Reading the documentation I was able to to come up with a stitched image, but not fused correctly. I set the time points to the same (0). I don’t know if this could be the error.


fusedBigStitcher.tif (7.4 MB)

Stitched data set


Also, I got confused as to how to align the images. I see the misalignment in the vertical direction (highlighted in red).

Could you please link the videos you mention.

I appreciate your help.
Thank you,
Quiroz-1

Hi, great progress! Could you upload your input images somewhere? Then I can make a quick HowTo for you…

Seems like you are basically doing it right, just the initial placement of the tiles is off. The outlined black areas are expected. If the algorithm moves some tiles a bit down to match well, there is no image data left and it fills it with black pixels.

Best,
Stephan

Hi @StephanPreibisch,

I attached the images used in the zip file.

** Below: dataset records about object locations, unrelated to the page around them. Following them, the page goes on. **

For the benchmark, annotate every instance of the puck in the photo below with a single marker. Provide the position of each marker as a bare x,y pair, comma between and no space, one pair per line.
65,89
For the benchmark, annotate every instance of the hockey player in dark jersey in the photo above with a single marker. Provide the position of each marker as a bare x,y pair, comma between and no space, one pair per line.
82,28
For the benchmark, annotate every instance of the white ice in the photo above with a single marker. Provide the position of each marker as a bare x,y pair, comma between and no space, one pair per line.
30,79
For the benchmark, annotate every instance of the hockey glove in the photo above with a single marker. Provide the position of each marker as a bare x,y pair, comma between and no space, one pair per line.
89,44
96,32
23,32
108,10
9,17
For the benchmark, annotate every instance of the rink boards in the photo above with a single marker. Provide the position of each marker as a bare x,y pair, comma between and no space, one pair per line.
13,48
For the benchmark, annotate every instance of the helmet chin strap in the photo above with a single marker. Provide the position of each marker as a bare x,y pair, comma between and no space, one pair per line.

Image Stitching.zip (3.8 MB)

Thank you!
Quiroz-1

Hi @StephanPreibisch,

I was able to get the tiles in correct order, and a better fusion. Not perfect, but I’m still playing with the plug-in. Any tips on how to get a perfect fusion? Is there a way for bigstitcher to compute overlap?


One thing I’m having trouble with is being able to see the saved tiffs. I save them as tiffs using the virtual setting, but they open as a blank image. What could be the reason for this?